大好き‥だよ。
『うん。これだけいれば男子はリレーに出れるな。女子は、桜井と華代だけだから‥個人種目か。でも悪くないかも』

表情は普段と変わらなかったけど、目だけは真剣だった。本気でこのメンバーでリレーに出たいって訴えていた。あの様子だと、走る順番も頭の中で思い描いているのかもしれない。そんな風に見えた。

『ちょ、ちょっと待てよ!!俺まだ陸上クラブに入るなんて決めてないぞ?』

『俺も。
去年の俊と桜井の見てるしな‥。最初の頃なんてゲッソリしてたし。それに、今日の鬼ごっこで結構懲りたっていうか‥』

『分かってる。これはあくまでも俺の意見であって強制なんてするつもりないから』

『そっか。それを聞いて安心した。ってか、こういう時は経験者の俊を真っ先に誘うべきなんじゃねぇの?』

『俊は‥』

そこまで言って黙ってしまい、仕舞には私を見てきた。

えっ?

右手の人差し指で私自身を指すと、和樹君はカクンと大きく頷いた。私から説明しろってことね‥。風で靡いた髪を耳に掛けてから、みんなに聞こえるように話した。

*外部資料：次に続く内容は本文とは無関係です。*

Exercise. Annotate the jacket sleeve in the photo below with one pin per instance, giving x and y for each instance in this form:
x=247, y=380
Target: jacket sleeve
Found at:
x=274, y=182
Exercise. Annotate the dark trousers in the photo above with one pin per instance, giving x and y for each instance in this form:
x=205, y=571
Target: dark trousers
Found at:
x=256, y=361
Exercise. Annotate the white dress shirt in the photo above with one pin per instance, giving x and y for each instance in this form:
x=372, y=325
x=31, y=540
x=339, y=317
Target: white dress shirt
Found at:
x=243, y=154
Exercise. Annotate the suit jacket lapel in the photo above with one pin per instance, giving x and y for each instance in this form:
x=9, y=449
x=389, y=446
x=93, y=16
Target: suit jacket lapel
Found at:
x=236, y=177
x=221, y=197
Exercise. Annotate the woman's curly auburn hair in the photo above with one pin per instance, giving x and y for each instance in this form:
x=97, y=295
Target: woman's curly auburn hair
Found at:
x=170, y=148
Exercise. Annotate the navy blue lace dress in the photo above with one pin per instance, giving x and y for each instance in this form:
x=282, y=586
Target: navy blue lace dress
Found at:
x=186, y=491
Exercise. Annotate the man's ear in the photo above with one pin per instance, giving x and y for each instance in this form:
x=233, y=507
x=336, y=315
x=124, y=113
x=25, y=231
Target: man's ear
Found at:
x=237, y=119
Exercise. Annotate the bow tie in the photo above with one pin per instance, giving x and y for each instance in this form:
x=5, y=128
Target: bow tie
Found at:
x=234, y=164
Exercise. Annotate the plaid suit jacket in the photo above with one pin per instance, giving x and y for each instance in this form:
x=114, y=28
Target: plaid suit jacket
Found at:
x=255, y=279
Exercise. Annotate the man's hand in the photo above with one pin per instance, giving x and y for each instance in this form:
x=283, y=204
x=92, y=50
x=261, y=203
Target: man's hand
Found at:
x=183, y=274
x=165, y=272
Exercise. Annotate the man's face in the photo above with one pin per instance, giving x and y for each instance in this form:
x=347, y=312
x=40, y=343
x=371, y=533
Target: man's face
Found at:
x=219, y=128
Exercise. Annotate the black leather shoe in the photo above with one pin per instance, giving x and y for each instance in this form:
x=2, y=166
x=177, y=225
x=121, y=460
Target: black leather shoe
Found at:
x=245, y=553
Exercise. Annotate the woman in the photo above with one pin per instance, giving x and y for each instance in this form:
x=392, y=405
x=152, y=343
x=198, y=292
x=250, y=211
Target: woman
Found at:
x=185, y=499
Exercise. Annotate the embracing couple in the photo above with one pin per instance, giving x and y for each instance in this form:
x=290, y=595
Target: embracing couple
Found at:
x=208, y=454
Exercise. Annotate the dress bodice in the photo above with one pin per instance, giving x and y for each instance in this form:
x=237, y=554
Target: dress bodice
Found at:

『俊チャンは‥。俊チャンはね、今年は‥ううん。今年も来年も陸上クラブに入らないんだ。今年からはリトルリーグに入部するからさ』

『へぇ。でも、じゃあ何で去年は陸上やってたんだ?』

『それは‥。
堀内先生がね、ピッチャーは体力作りを怠っちゃいけないって半ば強制だったみたいだよ』

『桜井、詳しいな(笑)』

『そっそんな事ないよ!!和樹君だって知ってるし、ねっ?』

必死に同意を求めたのに「俺は知らなかった」って笑いながら否定された。遣る瀬無い思いと恥ずかしさが一気に込み上げてきて、顔が真っ赤になった。

『もう帰る!!』

誰とも顔を合わせることなく大声で言って、校門に向かって歩き出した。途中で「明日な」とか「気をつけろよ」という声が聞こえたけど、振り向かずに手を振ってバイバイという言葉を示した。

とりあえず、みんなから姿が見えなくなるまでは、無我夢中で早歩きで帰った。